High Point school board has gone rogue with 14% tax increase

| 01 Feb 2021 | 02:58

To the Editor:

Reeking with the lack of fiscal responsibility, coupled with poor planning, during the middle of the Covid-19 pandemic, the High Point Board of Education has gone rogue passing an insane 14% tax increase on the taxpayers of the five sending districts.

Originally presented by High Point Superintendent Scott Ripley at a Wantage Committee meeting on May 28, 2020, the High Point Board of Education announced use of a controversial process called “banked cap” (money “banked” by districts by not using the entitled 2% yearly allowable for rainy day spending). His reasoning was repairs to the “55-year-old building.”

At the Wantage Township Reorganization meeting of Jan. 7, 2021, discussion ensued concerning the now united five High Point High School sending districts in an agreement to move school board elections to April, putting school budgets on referendum and allowing taxpayers to hold school boards accountable. Mr. Wayne Dunn appeared at this meeting revealing he’s the newly named High Point Board of Education president. Although stating he was appearing as a Wantage “taxpayer,” Mr.

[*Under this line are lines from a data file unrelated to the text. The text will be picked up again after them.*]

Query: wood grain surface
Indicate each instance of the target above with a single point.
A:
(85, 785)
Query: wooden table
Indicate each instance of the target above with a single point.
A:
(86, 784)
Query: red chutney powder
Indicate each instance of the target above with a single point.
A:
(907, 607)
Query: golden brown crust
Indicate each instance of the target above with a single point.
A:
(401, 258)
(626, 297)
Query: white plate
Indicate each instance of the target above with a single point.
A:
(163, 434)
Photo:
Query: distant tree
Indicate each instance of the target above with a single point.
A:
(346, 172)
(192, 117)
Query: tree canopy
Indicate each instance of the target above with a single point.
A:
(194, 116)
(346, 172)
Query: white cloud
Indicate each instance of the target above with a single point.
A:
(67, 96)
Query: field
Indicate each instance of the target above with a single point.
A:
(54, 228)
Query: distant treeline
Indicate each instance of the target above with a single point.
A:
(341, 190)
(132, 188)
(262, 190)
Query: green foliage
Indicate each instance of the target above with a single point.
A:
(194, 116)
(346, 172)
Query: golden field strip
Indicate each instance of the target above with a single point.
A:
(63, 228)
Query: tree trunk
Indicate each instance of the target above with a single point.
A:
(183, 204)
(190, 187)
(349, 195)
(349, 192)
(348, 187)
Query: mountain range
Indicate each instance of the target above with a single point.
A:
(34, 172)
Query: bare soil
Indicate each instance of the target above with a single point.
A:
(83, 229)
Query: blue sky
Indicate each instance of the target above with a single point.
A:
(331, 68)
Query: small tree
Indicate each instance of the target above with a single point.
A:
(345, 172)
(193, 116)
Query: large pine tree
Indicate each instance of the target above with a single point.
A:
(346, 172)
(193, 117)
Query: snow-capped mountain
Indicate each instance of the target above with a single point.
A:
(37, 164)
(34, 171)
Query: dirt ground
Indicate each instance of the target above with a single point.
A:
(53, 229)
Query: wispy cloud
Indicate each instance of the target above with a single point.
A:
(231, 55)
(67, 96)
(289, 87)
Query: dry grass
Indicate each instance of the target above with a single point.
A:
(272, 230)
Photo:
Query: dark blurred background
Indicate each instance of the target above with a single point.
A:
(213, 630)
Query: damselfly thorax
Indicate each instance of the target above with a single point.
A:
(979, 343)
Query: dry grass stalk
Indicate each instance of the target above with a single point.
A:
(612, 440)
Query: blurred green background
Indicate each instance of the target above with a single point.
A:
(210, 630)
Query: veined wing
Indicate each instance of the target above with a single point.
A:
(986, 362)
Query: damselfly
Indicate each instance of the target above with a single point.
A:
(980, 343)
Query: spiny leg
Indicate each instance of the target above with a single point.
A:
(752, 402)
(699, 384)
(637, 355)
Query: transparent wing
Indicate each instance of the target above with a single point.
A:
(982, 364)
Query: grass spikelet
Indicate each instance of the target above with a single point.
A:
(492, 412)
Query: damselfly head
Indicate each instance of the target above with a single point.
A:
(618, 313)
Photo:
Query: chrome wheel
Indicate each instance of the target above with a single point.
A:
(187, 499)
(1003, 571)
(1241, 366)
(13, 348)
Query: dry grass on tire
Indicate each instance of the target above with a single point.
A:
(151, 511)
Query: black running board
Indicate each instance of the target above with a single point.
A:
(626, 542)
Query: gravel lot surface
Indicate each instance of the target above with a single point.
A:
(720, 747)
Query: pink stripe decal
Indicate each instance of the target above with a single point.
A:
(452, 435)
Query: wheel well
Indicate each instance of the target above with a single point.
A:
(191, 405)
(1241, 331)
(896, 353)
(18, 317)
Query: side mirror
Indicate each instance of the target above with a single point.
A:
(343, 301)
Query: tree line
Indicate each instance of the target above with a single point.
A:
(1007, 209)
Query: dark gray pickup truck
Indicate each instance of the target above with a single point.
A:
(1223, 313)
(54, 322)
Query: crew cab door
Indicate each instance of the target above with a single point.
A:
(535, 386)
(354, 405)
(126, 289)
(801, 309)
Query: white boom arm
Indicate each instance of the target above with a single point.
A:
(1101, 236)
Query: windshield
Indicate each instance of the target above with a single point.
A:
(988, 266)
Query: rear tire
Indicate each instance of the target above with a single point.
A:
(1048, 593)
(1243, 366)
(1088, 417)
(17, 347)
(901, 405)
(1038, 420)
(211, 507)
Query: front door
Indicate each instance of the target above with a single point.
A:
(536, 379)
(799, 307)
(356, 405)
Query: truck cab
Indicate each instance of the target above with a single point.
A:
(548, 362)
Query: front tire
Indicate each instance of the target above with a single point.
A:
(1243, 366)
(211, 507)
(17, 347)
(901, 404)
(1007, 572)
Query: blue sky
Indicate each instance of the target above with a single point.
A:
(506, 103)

Dunn didn’t appear to act as just a taxpayer, touting his election vote totals vs. newly elected Committeeman Jon Morris, comparing “fiduciary judgement,” and questioning the township’s desire for accountability.

Our board of educations have the responsibility of providing quality education for our children, but they’re also charged with protecting the taxpayer and how education tax dollars are spent. The High Point board had the opportunity to protect taxpayers with what’s known as the bond process, allowing repair costs not covered by that “banked cap” be paid over a number of years, keeping taxes to a minimum increase.

I would like to remind Mr. Dunn of his words at that May 28, 2020, meeting when asked why the bond option was not utilized: “Mr. Dunn stated he voted for going out to bond for High Point repairs and also it would’ve helped ease the tax increase.” That budget passed unanimously, so, obviously Mr. Dunn did not vote for the bond when it counted the most, on the record protecting the taxpayers he was elected to represent.

I would like to thank the five municipalities, Wantage, Sussex, Frankford, Lafayette, and Branchville, for looking out for the taxpayer and looking for accountability as to how our tax dollars are spent.